We were offered the opportunity to leave and they would post my passport and supporting documents back through the mail, but since I didn't want to be unnecessarily parted from my passport, we elected to stay and wait a bit longer (husband had booked off of work to be with me, so we had no pressing plans to be anywhere at any particular time). Most people were fairly calm about having to wait (there were some mutterings, as is expected) but only one person that I saw started to shout... I felt like telling him to cool his jets because I'd been there longer than he had (he arrived about an hour after I did) and that yelling at the staff wasn't going to fix the problem any faster.
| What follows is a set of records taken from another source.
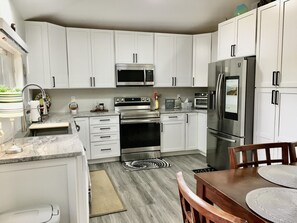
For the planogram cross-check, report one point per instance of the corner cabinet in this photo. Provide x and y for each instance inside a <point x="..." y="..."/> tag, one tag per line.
<point x="276" y="45"/>
<point x="201" y="57"/>
<point x="173" y="60"/>
<point x="237" y="36"/>
<point x="134" y="47"/>
<point x="47" y="58"/>
<point x="90" y="58"/>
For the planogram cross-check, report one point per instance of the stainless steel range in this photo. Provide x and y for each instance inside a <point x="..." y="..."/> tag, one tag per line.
<point x="139" y="128"/>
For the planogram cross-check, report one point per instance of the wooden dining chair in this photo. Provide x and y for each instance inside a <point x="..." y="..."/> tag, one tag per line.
<point x="196" y="210"/>
<point x="250" y="157"/>
<point x="293" y="158"/>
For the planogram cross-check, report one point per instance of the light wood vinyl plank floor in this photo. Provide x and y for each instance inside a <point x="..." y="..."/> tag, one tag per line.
<point x="150" y="196"/>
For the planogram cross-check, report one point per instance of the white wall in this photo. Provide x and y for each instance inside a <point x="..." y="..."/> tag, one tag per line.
<point x="11" y="15"/>
<point x="88" y="98"/>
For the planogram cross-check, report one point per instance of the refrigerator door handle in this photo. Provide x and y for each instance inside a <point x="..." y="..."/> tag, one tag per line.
<point x="217" y="94"/>
<point x="219" y="109"/>
<point x="223" y="138"/>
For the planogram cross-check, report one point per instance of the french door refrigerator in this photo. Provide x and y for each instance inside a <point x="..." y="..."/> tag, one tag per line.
<point x="231" y="86"/>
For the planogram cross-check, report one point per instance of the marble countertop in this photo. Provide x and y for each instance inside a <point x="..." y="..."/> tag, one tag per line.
<point x="164" y="111"/>
<point x="49" y="147"/>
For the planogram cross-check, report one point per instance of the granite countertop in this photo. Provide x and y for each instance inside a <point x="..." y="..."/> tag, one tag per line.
<point x="164" y="111"/>
<point x="49" y="147"/>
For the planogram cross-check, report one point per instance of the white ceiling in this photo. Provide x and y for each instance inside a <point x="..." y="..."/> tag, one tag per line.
<point x="176" y="16"/>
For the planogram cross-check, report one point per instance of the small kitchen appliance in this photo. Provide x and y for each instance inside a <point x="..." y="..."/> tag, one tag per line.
<point x="200" y="100"/>
<point x="35" y="111"/>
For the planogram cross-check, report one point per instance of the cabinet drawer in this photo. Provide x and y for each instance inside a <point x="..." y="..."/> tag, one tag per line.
<point x="97" y="137"/>
<point x="104" y="120"/>
<point x="104" y="128"/>
<point x="104" y="150"/>
<point x="172" y="117"/>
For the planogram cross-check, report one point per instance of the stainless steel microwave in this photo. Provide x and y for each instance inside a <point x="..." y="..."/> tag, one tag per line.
<point x="135" y="74"/>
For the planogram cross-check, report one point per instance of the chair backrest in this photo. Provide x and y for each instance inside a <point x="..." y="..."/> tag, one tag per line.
<point x="293" y="158"/>
<point x="250" y="157"/>
<point x="195" y="210"/>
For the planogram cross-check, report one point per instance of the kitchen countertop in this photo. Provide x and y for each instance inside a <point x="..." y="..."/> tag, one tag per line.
<point x="164" y="111"/>
<point x="49" y="147"/>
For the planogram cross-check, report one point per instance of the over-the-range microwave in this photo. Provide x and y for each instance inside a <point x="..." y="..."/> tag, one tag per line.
<point x="135" y="74"/>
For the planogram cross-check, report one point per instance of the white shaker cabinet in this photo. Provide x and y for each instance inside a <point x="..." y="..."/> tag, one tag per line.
<point x="47" y="57"/>
<point x="191" y="131"/>
<point x="173" y="60"/>
<point x="237" y="36"/>
<point x="275" y="115"/>
<point x="90" y="58"/>
<point x="276" y="44"/>
<point x="202" y="133"/>
<point x="201" y="57"/>
<point x="134" y="47"/>
<point x="84" y="134"/>
<point x="173" y="132"/>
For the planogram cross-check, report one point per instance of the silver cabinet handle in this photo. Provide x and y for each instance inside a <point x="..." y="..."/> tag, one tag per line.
<point x="107" y="149"/>
<point x="54" y="81"/>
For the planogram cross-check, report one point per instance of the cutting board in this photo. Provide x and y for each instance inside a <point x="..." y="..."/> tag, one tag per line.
<point x="49" y="125"/>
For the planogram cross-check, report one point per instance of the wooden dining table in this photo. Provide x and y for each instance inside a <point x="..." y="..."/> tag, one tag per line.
<point x="228" y="189"/>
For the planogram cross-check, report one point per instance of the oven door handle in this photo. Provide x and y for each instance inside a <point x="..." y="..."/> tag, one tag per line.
<point x="140" y="121"/>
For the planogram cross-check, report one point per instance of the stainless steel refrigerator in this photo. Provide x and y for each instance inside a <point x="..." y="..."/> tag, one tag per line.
<point x="231" y="86"/>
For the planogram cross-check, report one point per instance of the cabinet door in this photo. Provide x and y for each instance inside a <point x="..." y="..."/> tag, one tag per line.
<point x="103" y="58"/>
<point x="173" y="136"/>
<point x="201" y="58"/>
<point x="84" y="134"/>
<point x="289" y="44"/>
<point x="145" y="48"/>
<point x="58" y="56"/>
<point x="192" y="131"/>
<point x="267" y="43"/>
<point x="184" y="59"/>
<point x="38" y="58"/>
<point x="246" y="34"/>
<point x="226" y="38"/>
<point x="164" y="60"/>
<point x="286" y="112"/>
<point x="79" y="57"/>
<point x="125" y="47"/>
<point x="202" y="132"/>
<point x="264" y="120"/>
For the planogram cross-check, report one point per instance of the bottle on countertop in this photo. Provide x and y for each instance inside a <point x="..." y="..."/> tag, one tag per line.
<point x="177" y="104"/>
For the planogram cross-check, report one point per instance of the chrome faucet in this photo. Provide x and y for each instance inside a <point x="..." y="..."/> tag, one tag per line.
<point x="45" y="112"/>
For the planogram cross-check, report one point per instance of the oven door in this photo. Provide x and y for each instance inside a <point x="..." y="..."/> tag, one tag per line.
<point x="140" y="138"/>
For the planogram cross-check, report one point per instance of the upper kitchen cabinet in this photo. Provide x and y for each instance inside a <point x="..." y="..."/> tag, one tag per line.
<point x="237" y="36"/>
<point x="173" y="60"/>
<point x="47" y="58"/>
<point x="90" y="58"/>
<point x="134" y="47"/>
<point x="201" y="58"/>
<point x="276" y="44"/>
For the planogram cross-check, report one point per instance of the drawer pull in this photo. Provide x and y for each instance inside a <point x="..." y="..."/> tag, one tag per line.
<point x="107" y="149"/>
<point x="104" y="128"/>
<point x="104" y="137"/>
<point x="104" y="120"/>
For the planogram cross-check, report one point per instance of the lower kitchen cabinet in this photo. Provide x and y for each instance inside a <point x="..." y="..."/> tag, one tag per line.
<point x="100" y="136"/>
<point x="183" y="131"/>
<point x="172" y="132"/>
<point x="275" y="115"/>
<point x="82" y="125"/>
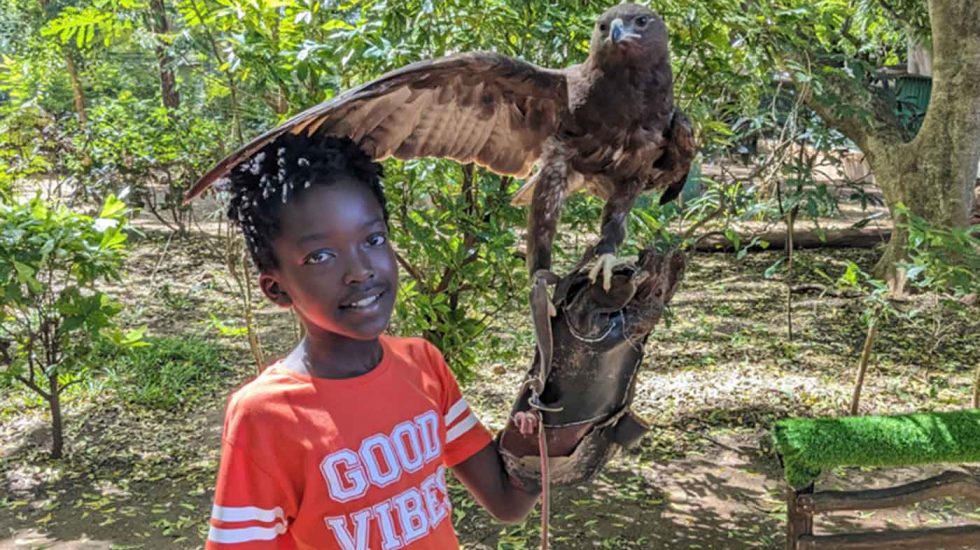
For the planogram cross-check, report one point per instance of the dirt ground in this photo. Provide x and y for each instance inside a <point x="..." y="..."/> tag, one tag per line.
<point x="714" y="380"/>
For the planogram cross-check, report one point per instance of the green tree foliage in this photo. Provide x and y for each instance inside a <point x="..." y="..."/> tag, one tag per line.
<point x="744" y="71"/>
<point x="51" y="260"/>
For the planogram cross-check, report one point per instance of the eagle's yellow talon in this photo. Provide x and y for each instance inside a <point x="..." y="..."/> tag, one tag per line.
<point x="604" y="263"/>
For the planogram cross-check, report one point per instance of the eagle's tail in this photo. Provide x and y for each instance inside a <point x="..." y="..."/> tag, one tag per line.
<point x="523" y="195"/>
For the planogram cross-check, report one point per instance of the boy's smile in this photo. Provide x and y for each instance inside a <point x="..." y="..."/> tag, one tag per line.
<point x="336" y="267"/>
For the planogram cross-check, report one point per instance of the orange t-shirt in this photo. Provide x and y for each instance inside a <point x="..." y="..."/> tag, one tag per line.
<point x="350" y="464"/>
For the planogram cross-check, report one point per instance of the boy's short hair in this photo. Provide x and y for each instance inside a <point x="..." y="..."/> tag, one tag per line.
<point x="282" y="171"/>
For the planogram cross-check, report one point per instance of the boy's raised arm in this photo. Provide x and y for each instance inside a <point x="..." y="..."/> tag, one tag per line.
<point x="485" y="477"/>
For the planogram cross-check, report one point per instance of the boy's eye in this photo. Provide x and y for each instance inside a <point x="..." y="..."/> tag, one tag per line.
<point x="318" y="257"/>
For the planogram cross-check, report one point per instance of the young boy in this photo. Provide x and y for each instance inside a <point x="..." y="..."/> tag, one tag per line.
<point x="344" y="442"/>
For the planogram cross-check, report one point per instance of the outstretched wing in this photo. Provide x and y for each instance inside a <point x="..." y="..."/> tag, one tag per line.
<point x="673" y="166"/>
<point x="476" y="107"/>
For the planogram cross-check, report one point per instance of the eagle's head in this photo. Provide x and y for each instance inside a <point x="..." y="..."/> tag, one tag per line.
<point x="630" y="34"/>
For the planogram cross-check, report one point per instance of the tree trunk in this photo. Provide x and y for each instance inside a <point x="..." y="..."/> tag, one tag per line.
<point x="160" y="25"/>
<point x="77" y="92"/>
<point x="869" y="341"/>
<point x="57" y="432"/>
<point x="934" y="174"/>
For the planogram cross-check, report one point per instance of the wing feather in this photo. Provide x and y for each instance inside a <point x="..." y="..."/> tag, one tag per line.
<point x="476" y="107"/>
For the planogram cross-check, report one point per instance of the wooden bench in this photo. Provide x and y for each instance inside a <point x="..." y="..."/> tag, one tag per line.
<point x="808" y="446"/>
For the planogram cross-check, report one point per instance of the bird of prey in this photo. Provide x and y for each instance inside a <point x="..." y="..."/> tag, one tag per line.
<point x="608" y="125"/>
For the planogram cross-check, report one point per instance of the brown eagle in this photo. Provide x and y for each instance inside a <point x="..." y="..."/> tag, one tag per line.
<point x="608" y="125"/>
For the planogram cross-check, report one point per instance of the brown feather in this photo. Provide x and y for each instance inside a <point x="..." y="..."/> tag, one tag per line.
<point x="476" y="107"/>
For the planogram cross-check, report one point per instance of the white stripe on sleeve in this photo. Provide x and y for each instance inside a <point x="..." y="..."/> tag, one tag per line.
<point x="245" y="534"/>
<point x="461" y="428"/>
<point x="456" y="410"/>
<point x="246" y="513"/>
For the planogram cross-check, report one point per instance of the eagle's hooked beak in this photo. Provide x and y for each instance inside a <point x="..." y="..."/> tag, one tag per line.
<point x="618" y="32"/>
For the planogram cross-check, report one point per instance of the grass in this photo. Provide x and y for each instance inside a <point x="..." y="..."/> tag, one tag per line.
<point x="167" y="373"/>
<point x="811" y="445"/>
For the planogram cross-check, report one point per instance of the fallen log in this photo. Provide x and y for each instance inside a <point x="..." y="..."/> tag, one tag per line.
<point x="809" y="238"/>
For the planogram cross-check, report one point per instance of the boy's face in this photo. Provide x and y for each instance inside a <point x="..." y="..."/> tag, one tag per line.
<point x="336" y="267"/>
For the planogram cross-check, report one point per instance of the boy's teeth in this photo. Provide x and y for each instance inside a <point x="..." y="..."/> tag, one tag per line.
<point x="365" y="302"/>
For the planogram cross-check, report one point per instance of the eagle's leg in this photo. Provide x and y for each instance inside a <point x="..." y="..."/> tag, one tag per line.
<point x="549" y="194"/>
<point x="612" y="234"/>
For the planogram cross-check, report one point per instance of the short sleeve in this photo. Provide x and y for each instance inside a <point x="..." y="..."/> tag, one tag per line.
<point x="465" y="434"/>
<point x="251" y="510"/>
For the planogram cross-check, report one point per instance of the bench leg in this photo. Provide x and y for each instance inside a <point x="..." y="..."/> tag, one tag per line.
<point x="798" y="521"/>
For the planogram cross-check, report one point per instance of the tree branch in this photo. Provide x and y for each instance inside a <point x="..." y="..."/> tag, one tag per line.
<point x="33" y="386"/>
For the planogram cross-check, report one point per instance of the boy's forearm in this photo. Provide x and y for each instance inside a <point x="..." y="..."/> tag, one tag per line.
<point x="487" y="479"/>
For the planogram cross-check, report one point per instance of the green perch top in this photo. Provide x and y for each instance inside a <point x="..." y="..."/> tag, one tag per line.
<point x="810" y="445"/>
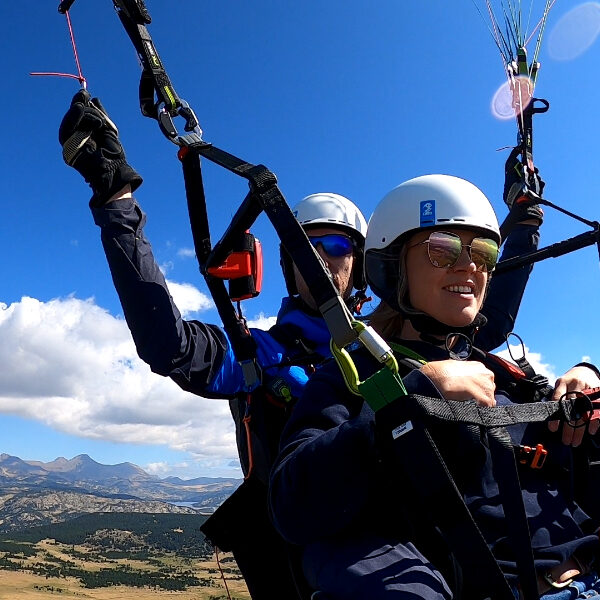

In the end, it took 6.5 hours from start to finish, but I got my approval. 


Anyway, good luck to you!


----------



## topo morto (May 24, 2014)

How's Birmingham inside? Is it easy to get to?


----------



## hightensionwire (Jun 23, 2014)

WestCoastCanadianGirl said:


> I have had experiences at both Solihull (Birmingham) in November 2012 (FLR(M)) and 19 days ago in Croydon (ILR). The waiting area at Croydon is like a gate in an airport departure lounge.... lots of seats, some tables and chairs and a coffee/snack bar in the middle. There are windows looking out onto the street and it's got decent cell reception. There is NO WIFI (so you'll have to use your own) and there are NO working electrical outlets in the waiting area, so if you're going to bring your laptop/iPad/tablet etc, make sure that they're fully charged before you arrive.
> 
> If you book in at Croydon (or any other site, for that matter), try to get an early-ish appointment... that way, if there's any computer problems, your application will have already been entered into the system and you have a better chance at getting a response that same day.
> 
> ...


That doesn't sound too terrible.
I'm super anxious to work, so I think I'd rather sit through the 6.5 hours than leave and have it posted to me, which is obviously more of an option for me if I go to the Croydon centre, since I won't have to travel out of London to do it. 
I'll definitely try to get the earliest possible appointment (hopefully the first one!). I know that my spouse is planning to take the day off when we do it as well, so fingers crossed that things will move smoothly then.


----------



## hightensionwire (Jun 23, 2014)

You book an appointment with the premium centres on a different site than you apply from overseas, correct?


----------



## topo morto (May 24, 2014)

Yes - https://www.gov.uk/ukvi-premium-service-centres/book-an-appointment


----------



## hightensionwire (Jun 23, 2014)

topo morto said:


> Yes - https://www.gov.uk/ukvi-premium-service-centres/book-an-appointment


I thought so, just wanted to make sure, since I haven't used that site before. Thanks :]


----------



## hightensionwire (Jun 23, 2014)

I had my premium appointment at Croydon 8:20 am this past Friday. It was relatively painless. I didn't have to sit and wait long for any of the steps, although my application seemed to have been processed much more quickly than most of the others on the board ahead of mine. I was in and out in roughly an hour and a half, and received my Biometric Residence card in the mail today, two business days later. 
Bare in mind, I'm an American, so I'm exempt from a few of the requirements (IELTS, TB tests, ext), which likely made my application go much more swiftly.

We provided double copies of everything, down to the FLR (m) application, they said that it was good that we provided the copies and that it would make the process go much more quickly for us.


----------



## ashkevron (May 1, 2012)

topo morto said:


> How's Birmingham inside? Is it easy to get to?


It's lovely, I wrote a post maybe a month or so ago about my experience in Birmingham. It's here http://www.expatforum.com/expats/br...hull-premium-center-experience-paperwork.html

And just to add, it's really on the outskirts of Birmingham, so even though it's probably best avoided at rush hour, at around 2:30 pm on Friday, there was no traffic jam whatsoever.


----------